Dans son dernier livre, le protohistorien, professeur honoraire au Collège de France et membre de l’Institut, Jean Guilaine remet de l’ordre dans les nombreuses théories qui fleurissent sur les statuettes néolithiques en se fondant uniquement sur la documentation archéologique.
Propos recueillis par Romain Pigeaud
Dans votre ouvrage vous commencez par recontextualiser les statuettes et montrer leur grande diversité.

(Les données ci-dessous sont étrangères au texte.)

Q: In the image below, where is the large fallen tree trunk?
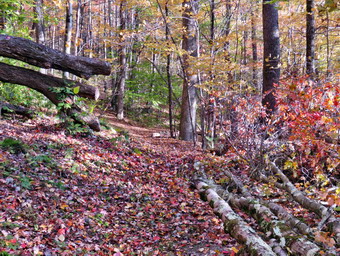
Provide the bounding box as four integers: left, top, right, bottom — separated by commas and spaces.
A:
0, 101, 33, 118
215, 185, 320, 256
0, 63, 100, 131
224, 170, 312, 236
270, 162, 340, 243
0, 62, 99, 100
0, 34, 111, 79
196, 181, 276, 256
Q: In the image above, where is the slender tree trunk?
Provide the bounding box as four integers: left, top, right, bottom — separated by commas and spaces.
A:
74, 0, 83, 56
326, 11, 331, 77
262, 0, 280, 114
117, 0, 127, 119
165, 0, 175, 138
34, 0, 45, 44
306, 0, 315, 75
180, 0, 198, 141
64, 0, 73, 78
250, 1, 259, 89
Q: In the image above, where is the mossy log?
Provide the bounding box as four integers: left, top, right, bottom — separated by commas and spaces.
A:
270, 162, 340, 244
196, 181, 276, 256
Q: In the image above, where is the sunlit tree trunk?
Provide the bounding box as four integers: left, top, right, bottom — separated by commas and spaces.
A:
116, 0, 127, 119
262, 0, 280, 114
34, 0, 45, 44
64, 0, 73, 78
74, 0, 83, 56
306, 0, 315, 75
180, 0, 198, 141
250, 1, 259, 89
165, 0, 175, 138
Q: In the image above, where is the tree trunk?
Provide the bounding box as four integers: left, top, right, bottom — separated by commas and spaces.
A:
74, 0, 83, 56
165, 0, 175, 138
0, 101, 33, 118
117, 0, 127, 120
0, 62, 100, 131
306, 0, 315, 75
34, 0, 45, 44
180, 0, 198, 141
262, 0, 280, 114
250, 1, 259, 89
63, 0, 73, 79
0, 35, 111, 79
196, 182, 276, 256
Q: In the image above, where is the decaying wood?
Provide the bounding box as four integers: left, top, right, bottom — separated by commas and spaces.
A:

Effectivement, je présente un catalogue très complet de tous les types de statuettes, sur une longue période chronologique (du VIIIe au IIe millénaire avant notre ère), et du Proche-Orient jusqu’à la péninsule Ibérique. Je souligne ainsi leur étonnante variété : des femmes « dodues », des femmes maigres, debout, assises sur leur séant, parturientes ou avec un enfant, réalistes ou bien réduites à un seul ovale avec le sillon vulvaire, en forme de violon, avec ou sans cou, etc. Cet inventaire relativise dès lors toutes les théories globalisantes, comme celle de la « Déesse mère ». En quoi certaines de ces figurines seraient-elles la concrétisation miniature de déités en lien avec un culte de type « fertilité/fécondité », alors que très peu sont enceintes ou parturientes ? Quelques auteurs insistent sur l’adiposité des statuettes pour soutenir la notion de fertilité mais ils oublient qu’il existe de nombreuses représentations de femmes maigres ! A contrario, prenons l’exemple de l’obèse « déesse » de Çatal Höyük, en Turquie, assise sur un trône formé de deux félins et de très petite taille, elle fut découverte dans une boîte à l’intérieur d’un silo à grains ! Il s’agissait peut-être tout simplement d’une amulette protectrice des récoltes.
Quel était l’usage de ces statuettes ?
Elles pouvaient trouver un usage aussi bien dans le domaine du sacré que dans celui du profane : servir d’amulettes, de santons ou de dieux Lares (comme chez les Romains), ou n’être que de simples jouets. Leur fonction a pu être beaucoup plus diverse : représentations d’ascendants ou de membres de la famille, ex-voto, personnages de mythes, porte-bonheurs, talismans protecteurs, outils de relations sociales ou politiques, etc. On les croyait « divines » : elles sont surtout perçues aujourd’hui comme « humaines » et impliquées dans les relations sociales.
Reflètent–elles une quelconque réalité ? Ne sont-elles qu’idéologie ?
Il faut se méfier des généralisations. Une analyse affinée de certaines données peut nous éclairer sur la vie sociale mais un exemple ne fera jamais une règle générale. Prenez la maquette de maison découverte à Platia Magoula Zarkou, en Grèce, qui représente des grands-parents dans une pièce, un jeune couple et ses quatre enfants dans l’autre. La « grand-mère » est plus grande, et la seule à reposer sur un lit, comme maîtresse des lieux. Était-elle une sorte de matrone, toute puissante au cœur de la maisonnée ? Cette position hiérarchique, bien traduite par les détails iconographiques, était-elle aussi valable à l’extérieur de l’espace domestique ?
Que penser finalement de la condition féminine au Néolithique ?
Les figurines ne sont qu’une partie de la documentation envisagée. L’art rupestre, les sépultures, la génétique livrent également d’importants éclairages sur ce point. On observe, surtout au Néolithique final (ou Chalcolithique) une nette attestation de la domination masculine. Mais la sphère féminine a aussi son propre espace. Et les catégorisations fondées sur le sexe ne sont pas forcément le reflet des comportements sociaux.